Most ocean models used in performing coupled general-circulation model sensitivity runs simply cannot resolve most of the physical processes relevant for capturing heat uptake by the deep ocean. Ultimately, the second law of thermodynamics requires that any heat which may have accumulated in the deep ocean will dissipate via various diffusive processes. It is not plausible that any heat taken up by the deep ocean will suddenly warm the upper ocean and, via the upper ocean, the atmosphere.
If the “deep heat” explanation for the hiatus in global warming is correct (and it is merely one among dozens that have been offered), then the complex models have failed to account for it correctly: otherwise, the growing discrepancy between the predicted and observed atmospheric warming rates would not have become as significant as it has.

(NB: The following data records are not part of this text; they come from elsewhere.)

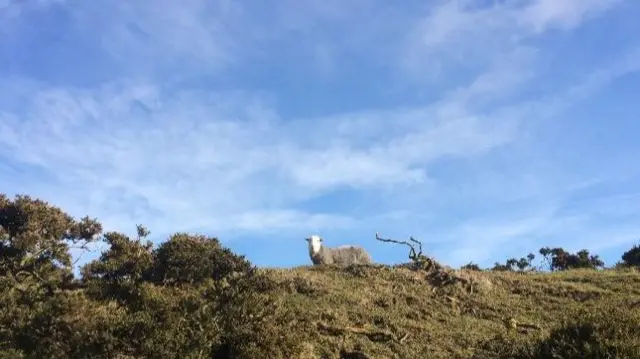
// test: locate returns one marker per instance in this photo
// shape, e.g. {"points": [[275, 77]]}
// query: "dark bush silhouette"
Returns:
{"points": [[187, 259], [193, 298], [471, 266], [558, 259], [522, 264], [631, 258], [35, 238]]}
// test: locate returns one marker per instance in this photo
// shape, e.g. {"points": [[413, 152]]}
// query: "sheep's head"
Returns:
{"points": [[315, 242]]}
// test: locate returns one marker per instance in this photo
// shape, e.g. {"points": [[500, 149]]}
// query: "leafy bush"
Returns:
{"points": [[471, 266], [559, 259], [187, 259], [523, 264], [631, 258]]}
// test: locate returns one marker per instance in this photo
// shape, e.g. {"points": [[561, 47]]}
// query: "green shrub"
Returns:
{"points": [[188, 259]]}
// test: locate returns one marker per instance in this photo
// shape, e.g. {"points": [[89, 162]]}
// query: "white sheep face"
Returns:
{"points": [[315, 242]]}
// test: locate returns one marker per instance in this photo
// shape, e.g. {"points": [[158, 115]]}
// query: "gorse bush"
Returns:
{"points": [[190, 297], [186, 259], [631, 258]]}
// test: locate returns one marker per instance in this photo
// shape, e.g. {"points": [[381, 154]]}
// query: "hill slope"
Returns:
{"points": [[389, 312]]}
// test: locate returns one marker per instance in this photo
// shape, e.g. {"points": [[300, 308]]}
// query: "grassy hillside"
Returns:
{"points": [[401, 313], [190, 297]]}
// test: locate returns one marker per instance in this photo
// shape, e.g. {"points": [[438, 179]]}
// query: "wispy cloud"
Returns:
{"points": [[445, 121]]}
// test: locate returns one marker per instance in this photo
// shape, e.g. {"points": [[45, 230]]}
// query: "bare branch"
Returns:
{"points": [[413, 255]]}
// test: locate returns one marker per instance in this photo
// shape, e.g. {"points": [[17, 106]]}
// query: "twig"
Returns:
{"points": [[413, 255]]}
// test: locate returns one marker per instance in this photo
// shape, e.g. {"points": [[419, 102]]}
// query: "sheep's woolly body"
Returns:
{"points": [[343, 255]]}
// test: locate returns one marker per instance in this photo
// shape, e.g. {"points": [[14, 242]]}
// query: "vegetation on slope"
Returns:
{"points": [[192, 298]]}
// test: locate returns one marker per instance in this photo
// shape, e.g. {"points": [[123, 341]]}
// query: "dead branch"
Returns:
{"points": [[413, 255]]}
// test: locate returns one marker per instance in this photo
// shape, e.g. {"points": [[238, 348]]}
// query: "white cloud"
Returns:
{"points": [[456, 31], [544, 14], [159, 146], [199, 159]]}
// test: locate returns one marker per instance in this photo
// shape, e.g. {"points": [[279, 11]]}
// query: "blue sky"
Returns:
{"points": [[486, 129]]}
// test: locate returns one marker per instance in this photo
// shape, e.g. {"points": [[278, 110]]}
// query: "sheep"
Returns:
{"points": [[343, 255]]}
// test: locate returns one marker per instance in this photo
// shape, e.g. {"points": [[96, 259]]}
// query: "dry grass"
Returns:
{"points": [[389, 312]]}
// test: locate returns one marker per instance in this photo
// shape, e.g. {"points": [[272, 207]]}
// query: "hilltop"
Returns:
{"points": [[190, 297], [387, 312]]}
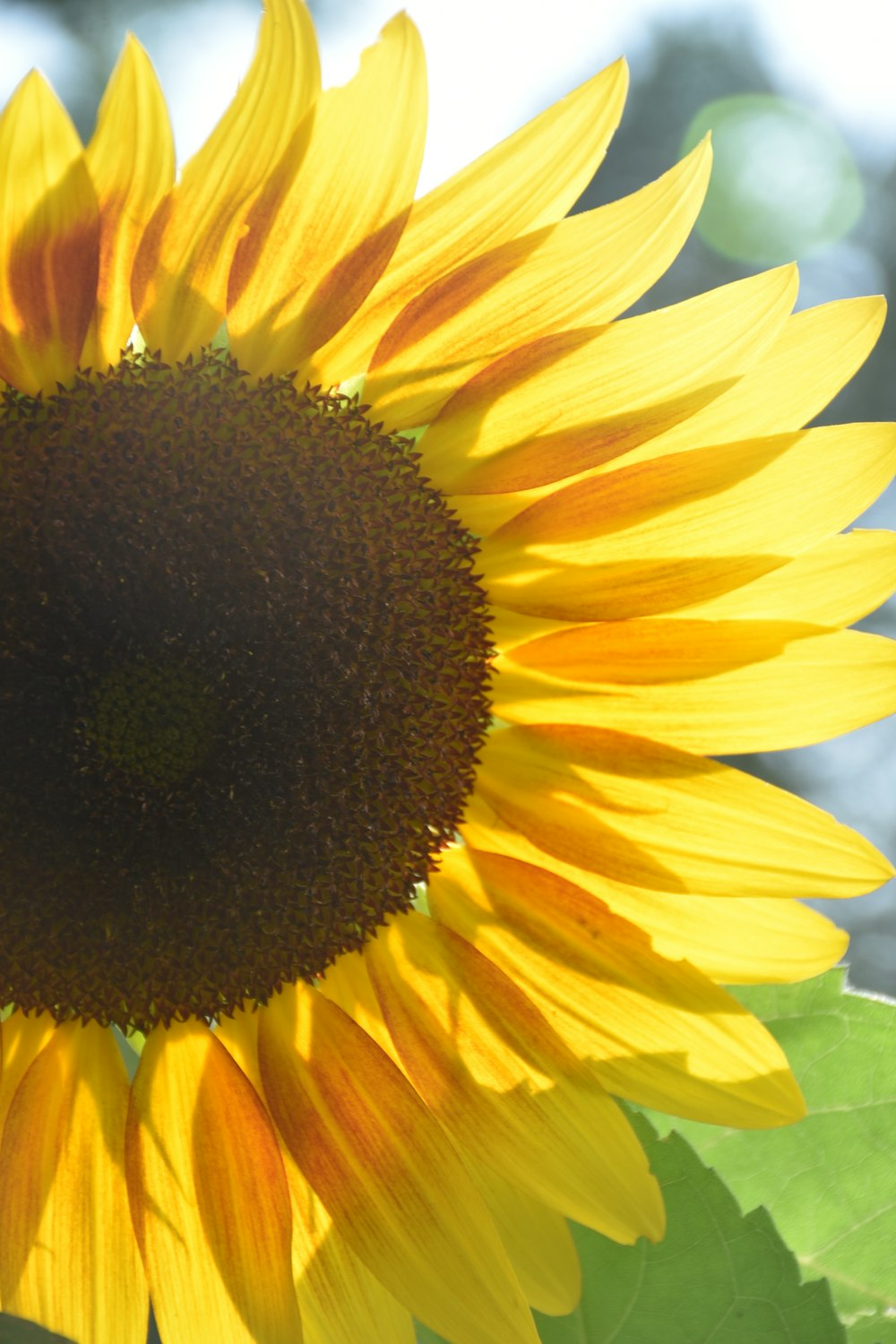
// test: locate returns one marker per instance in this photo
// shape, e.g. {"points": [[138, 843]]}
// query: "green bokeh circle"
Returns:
{"points": [[783, 183]]}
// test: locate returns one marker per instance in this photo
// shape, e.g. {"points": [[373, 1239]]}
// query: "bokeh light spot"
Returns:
{"points": [[783, 183]]}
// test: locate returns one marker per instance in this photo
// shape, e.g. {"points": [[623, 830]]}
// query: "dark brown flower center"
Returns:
{"points": [[244, 677]]}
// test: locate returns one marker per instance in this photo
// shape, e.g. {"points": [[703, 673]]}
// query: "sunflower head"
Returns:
{"points": [[252, 639], [244, 683]]}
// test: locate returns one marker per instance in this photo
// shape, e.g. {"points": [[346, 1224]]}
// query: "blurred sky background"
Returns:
{"points": [[805, 168]]}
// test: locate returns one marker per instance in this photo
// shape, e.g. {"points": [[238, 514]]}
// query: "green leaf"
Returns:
{"points": [[718, 1276], [15, 1330], [829, 1182]]}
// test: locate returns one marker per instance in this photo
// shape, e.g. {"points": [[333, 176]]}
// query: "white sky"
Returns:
{"points": [[492, 62]]}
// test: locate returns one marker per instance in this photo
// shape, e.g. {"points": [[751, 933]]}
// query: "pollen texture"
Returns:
{"points": [[244, 679]]}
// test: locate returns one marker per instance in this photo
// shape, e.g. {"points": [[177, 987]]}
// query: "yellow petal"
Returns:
{"points": [[650, 683], [538, 1242], [67, 1255], [581, 271], [179, 284], [833, 583], [762, 940], [504, 1083], [613, 386], [340, 1300], [535, 1236], [650, 816], [662, 535], [656, 1031], [48, 241], [814, 355], [132, 164], [22, 1037], [527, 182], [312, 257], [386, 1172], [209, 1195]]}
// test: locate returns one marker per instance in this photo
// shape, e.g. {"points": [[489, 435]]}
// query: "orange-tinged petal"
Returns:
{"points": [[179, 282], [131, 158], [751, 941], [386, 1172], [610, 386], [209, 1195], [527, 182], [308, 263], [67, 1257], [538, 1242], [48, 241], [340, 1300], [651, 816], [581, 271], [505, 1085], [656, 1031], [804, 691], [22, 1037], [605, 548]]}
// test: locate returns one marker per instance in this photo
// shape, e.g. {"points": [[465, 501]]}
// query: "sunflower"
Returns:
{"points": [[374, 605]]}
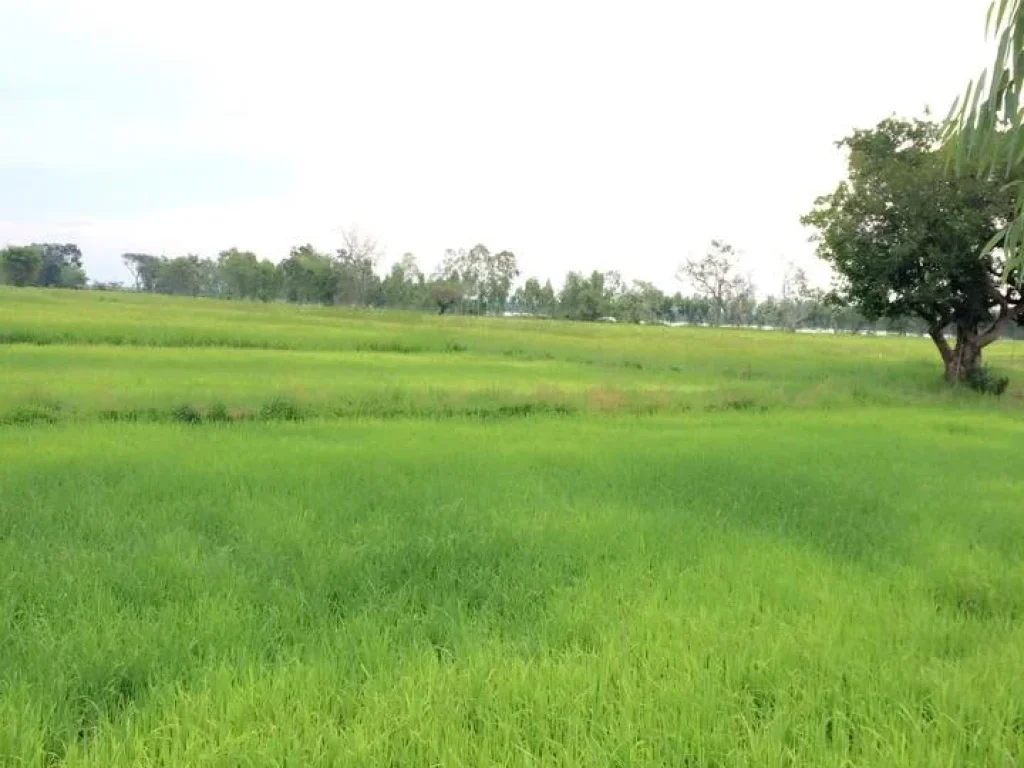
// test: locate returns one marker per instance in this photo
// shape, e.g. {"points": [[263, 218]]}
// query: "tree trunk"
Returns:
{"points": [[965, 358]]}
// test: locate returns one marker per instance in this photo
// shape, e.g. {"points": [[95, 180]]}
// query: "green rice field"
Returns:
{"points": [[244, 535]]}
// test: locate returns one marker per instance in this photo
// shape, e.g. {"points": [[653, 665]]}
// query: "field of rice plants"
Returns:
{"points": [[235, 534]]}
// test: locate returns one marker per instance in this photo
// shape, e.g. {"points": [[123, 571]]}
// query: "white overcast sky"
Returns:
{"points": [[579, 133]]}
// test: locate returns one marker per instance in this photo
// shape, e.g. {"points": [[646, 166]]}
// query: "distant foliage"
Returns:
{"points": [[43, 265]]}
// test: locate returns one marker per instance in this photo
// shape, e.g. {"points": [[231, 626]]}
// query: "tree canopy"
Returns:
{"points": [[905, 238]]}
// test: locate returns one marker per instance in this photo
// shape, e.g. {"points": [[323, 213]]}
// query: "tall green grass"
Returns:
{"points": [[701, 548], [85, 355], [715, 590]]}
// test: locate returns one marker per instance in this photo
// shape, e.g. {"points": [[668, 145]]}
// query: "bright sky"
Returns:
{"points": [[578, 133]]}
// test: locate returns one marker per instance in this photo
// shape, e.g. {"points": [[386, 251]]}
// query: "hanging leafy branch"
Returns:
{"points": [[985, 127]]}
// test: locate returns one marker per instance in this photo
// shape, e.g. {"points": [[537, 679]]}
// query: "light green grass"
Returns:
{"points": [[830, 574], [82, 355]]}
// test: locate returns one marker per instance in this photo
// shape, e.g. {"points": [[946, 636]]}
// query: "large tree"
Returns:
{"points": [[986, 126], [905, 238]]}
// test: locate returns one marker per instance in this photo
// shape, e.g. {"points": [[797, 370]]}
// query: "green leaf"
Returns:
{"points": [[954, 110], [999, 82], [998, 16]]}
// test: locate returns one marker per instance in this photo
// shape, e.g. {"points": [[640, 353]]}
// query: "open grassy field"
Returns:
{"points": [[243, 535]]}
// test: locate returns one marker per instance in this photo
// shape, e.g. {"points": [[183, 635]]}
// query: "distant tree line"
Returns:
{"points": [[474, 281], [43, 265]]}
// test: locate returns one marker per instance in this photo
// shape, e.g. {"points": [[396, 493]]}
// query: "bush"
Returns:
{"points": [[218, 412], [984, 381], [186, 415], [281, 409]]}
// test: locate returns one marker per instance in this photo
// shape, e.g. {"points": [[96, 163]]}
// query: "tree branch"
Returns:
{"points": [[940, 341]]}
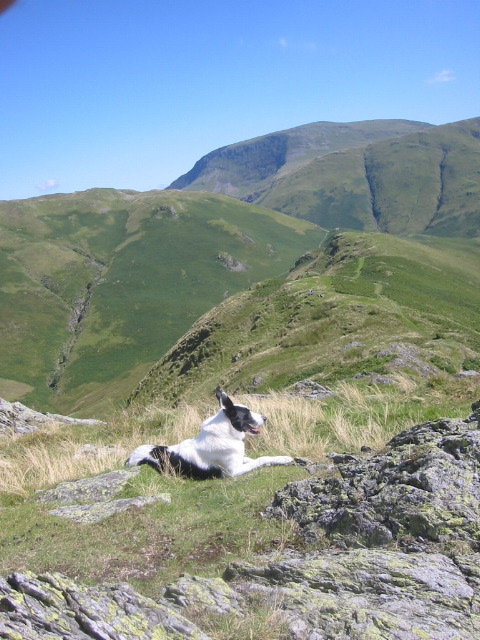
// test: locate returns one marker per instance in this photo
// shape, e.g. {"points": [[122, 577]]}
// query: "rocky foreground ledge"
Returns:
{"points": [[401, 532]]}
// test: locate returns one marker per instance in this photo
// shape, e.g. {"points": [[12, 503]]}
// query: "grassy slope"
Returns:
{"points": [[148, 264], [246, 169], [372, 289], [423, 182], [220, 520]]}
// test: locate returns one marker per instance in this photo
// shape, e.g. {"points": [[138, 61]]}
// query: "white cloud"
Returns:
{"points": [[446, 75], [48, 185]]}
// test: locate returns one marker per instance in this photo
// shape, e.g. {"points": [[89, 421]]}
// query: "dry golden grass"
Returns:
{"points": [[296, 426]]}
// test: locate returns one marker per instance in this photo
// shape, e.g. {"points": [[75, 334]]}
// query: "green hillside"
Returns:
{"points": [[247, 169], [96, 286], [365, 305], [425, 182]]}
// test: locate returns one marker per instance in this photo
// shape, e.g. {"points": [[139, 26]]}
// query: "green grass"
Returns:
{"points": [[150, 264], [373, 289], [207, 524], [423, 182], [247, 169]]}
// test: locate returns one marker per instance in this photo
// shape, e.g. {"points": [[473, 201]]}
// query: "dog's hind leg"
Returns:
{"points": [[257, 463]]}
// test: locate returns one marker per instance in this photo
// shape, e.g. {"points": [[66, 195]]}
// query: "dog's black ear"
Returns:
{"points": [[224, 400]]}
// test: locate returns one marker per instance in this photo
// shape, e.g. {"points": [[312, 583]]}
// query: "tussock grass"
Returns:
{"points": [[296, 426], [266, 621], [207, 524]]}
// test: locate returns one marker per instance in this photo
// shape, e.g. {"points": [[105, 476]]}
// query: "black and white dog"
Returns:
{"points": [[217, 452]]}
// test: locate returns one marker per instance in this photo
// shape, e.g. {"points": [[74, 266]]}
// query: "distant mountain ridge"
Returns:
{"points": [[95, 286], [396, 177], [245, 169], [364, 305]]}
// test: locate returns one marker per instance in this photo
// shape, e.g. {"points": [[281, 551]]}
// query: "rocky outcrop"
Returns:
{"points": [[422, 493], [358, 594], [364, 594], [55, 607], [408, 520], [93, 499], [17, 418]]}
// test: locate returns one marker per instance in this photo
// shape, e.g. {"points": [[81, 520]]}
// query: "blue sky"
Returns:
{"points": [[116, 93]]}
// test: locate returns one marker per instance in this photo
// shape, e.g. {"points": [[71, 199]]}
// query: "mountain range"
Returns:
{"points": [[391, 176], [97, 285], [103, 291]]}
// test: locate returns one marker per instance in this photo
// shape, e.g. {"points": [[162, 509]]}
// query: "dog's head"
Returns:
{"points": [[241, 417]]}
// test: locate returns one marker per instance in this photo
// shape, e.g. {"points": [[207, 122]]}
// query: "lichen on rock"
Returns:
{"points": [[424, 490]]}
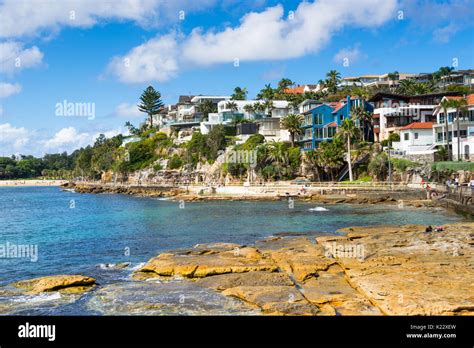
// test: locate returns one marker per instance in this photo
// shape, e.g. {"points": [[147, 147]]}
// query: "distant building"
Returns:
{"points": [[459, 77], [466, 127], [374, 80], [301, 89], [416, 142], [393, 111], [321, 120]]}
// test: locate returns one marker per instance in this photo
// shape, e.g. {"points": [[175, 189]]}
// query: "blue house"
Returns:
{"points": [[322, 120]]}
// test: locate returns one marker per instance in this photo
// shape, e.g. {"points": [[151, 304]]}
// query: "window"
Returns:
{"points": [[318, 118], [441, 118]]}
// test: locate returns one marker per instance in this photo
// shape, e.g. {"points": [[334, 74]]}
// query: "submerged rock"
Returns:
{"points": [[169, 298], [62, 283], [211, 262], [407, 271]]}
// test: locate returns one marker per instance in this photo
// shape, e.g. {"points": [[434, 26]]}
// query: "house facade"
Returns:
{"points": [[321, 120], [416, 142], [392, 112], [466, 126]]}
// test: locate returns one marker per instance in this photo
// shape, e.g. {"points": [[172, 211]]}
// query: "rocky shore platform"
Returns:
{"points": [[378, 270]]}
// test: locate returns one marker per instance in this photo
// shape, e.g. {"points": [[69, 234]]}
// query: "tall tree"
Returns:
{"points": [[150, 102], [267, 93], [239, 94], [364, 118], [207, 106], [284, 84], [332, 80], [348, 131], [232, 106], [292, 123], [460, 106]]}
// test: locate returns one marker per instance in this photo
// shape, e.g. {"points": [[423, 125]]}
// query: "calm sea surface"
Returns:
{"points": [[76, 233]]}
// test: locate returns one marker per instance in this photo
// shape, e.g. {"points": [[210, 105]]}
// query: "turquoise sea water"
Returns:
{"points": [[76, 233]]}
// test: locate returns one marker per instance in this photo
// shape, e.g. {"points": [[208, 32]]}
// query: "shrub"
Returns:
{"points": [[402, 164], [175, 162]]}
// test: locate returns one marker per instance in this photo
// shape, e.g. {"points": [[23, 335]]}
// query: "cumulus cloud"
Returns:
{"points": [[12, 139], [444, 34], [30, 17], [442, 18], [20, 140], [14, 57], [127, 110], [67, 138], [265, 35], [156, 60], [349, 54], [8, 89]]}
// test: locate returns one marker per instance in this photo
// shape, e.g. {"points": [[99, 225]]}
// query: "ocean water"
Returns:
{"points": [[77, 233]]}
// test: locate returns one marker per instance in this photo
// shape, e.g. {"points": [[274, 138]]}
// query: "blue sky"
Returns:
{"points": [[81, 56]]}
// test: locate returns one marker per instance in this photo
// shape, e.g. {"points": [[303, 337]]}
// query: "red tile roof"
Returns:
{"points": [[469, 98], [295, 90], [419, 125], [338, 107]]}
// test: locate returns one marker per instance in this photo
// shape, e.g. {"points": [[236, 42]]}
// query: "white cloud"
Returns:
{"points": [[127, 110], [266, 35], [32, 17], [13, 57], [12, 139], [8, 89], [155, 60], [444, 34], [20, 140], [67, 138], [349, 54]]}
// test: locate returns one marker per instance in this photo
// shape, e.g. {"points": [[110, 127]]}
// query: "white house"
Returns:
{"points": [[416, 139], [466, 121], [280, 108]]}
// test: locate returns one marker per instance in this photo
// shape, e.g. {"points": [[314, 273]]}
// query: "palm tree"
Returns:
{"points": [[459, 105], [267, 93], [278, 156], [330, 156], [207, 106], [232, 106], [333, 79], [268, 106], [445, 105], [259, 107], [249, 108], [348, 131], [239, 94], [292, 123], [410, 87], [284, 84], [364, 117]]}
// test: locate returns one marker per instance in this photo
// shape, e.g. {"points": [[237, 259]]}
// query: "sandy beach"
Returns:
{"points": [[11, 183]]}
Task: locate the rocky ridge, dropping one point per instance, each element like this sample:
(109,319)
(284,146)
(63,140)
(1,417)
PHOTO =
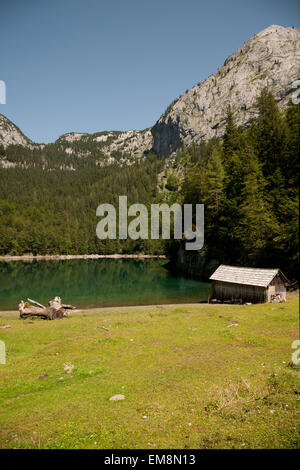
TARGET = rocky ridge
(270,59)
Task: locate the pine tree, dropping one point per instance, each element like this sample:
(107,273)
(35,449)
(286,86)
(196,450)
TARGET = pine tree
(257,226)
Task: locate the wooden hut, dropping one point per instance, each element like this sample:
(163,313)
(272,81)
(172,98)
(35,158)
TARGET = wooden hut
(235,284)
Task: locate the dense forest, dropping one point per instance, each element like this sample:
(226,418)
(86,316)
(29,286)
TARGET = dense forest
(248,182)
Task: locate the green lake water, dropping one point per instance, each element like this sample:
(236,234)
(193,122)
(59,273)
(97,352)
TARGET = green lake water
(96,283)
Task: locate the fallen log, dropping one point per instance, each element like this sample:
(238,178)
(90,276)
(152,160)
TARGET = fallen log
(55,311)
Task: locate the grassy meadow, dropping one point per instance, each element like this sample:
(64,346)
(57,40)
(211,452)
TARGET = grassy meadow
(193,376)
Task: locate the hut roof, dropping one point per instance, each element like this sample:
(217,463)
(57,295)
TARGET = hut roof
(249,276)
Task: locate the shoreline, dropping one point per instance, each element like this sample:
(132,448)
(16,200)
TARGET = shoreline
(66,257)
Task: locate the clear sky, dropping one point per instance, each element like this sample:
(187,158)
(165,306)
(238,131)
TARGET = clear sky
(94,65)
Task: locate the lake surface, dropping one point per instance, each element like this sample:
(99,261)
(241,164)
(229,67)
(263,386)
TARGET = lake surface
(96,283)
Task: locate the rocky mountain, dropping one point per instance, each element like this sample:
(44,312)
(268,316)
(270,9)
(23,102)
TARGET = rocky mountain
(10,134)
(129,143)
(270,59)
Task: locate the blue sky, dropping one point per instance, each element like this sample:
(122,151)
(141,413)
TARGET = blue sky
(95,65)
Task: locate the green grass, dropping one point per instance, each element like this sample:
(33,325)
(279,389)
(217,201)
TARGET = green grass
(189,379)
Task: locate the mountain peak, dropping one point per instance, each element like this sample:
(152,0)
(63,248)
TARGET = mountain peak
(268,59)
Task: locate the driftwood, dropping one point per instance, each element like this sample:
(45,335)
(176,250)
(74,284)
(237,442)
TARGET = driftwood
(55,311)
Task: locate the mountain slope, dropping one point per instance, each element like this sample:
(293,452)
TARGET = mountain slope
(10,134)
(269,59)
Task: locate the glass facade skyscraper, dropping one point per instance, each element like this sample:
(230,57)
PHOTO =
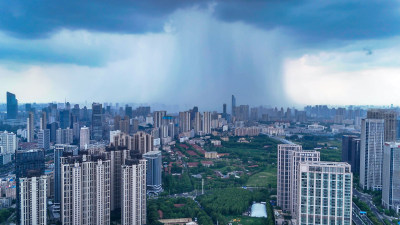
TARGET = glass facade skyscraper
(12,106)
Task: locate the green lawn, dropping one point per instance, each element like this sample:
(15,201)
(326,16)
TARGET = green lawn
(246,220)
(263,179)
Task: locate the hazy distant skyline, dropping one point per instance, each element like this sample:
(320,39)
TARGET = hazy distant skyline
(189,53)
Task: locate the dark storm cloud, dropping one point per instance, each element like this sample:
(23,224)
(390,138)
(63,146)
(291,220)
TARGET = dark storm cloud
(309,20)
(38,19)
(315,21)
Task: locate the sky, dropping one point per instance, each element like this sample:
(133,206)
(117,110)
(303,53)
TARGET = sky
(277,53)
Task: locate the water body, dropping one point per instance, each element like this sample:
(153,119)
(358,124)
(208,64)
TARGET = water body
(258,210)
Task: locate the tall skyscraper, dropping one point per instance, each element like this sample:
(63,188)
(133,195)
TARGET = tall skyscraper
(27,162)
(153,174)
(53,127)
(184,121)
(30,127)
(157,118)
(224,113)
(346,147)
(351,152)
(325,193)
(44,139)
(33,200)
(233,105)
(143,142)
(61,150)
(84,137)
(371,153)
(85,190)
(12,106)
(297,157)
(43,120)
(197,123)
(97,121)
(355,152)
(390,118)
(134,191)
(64,136)
(289,156)
(207,122)
(391,176)
(8,143)
(65,119)
(242,112)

Besides, the 3500 automated Argo bathythermograph buoys have a resolution equivalent to taking a single temperature and salinity profile in Lake Superior less than once a year: and before Argo came onstream in the middle of the last decade the resolution of oceanic temperature measurements was considerably poorer even than that, especially in the abyssal strata.
Finally, though the ARGO buoys measure ocean temperature change directly, before publication NOAA craftily convert the temperature change into zettajoules of ocean heat content change, which make the change seem larger. Converting the ocean heat content change back to temperature change reveals just how little ocean warming is occurring.
Is some underlying rate of global warming captured by the ocean temperature measurements? Well, the terrifying-sounding heat content change of 260 ZJ from 1970 to 2014 is equivalent to just 0.2 K/century of global warming.
clip_image010
Figure 5. Ocean heat content change, 1957-2013, in Zettajoules from NODC Ocean Climate Lab:
http://www.nodc.noaa.gov/OC5/3M_HEAT_CONTENT. The heat content has been converted back to the ocean temperature changes in fractions of a Kelvin that were originally measured. NOAA’s conversion of the minuscule temperature change data to Zettajoules, combined with the exaggerated vertical aspect of the graph, has the effect of making a very small change in ocean temperature seem considerably more significant than it is.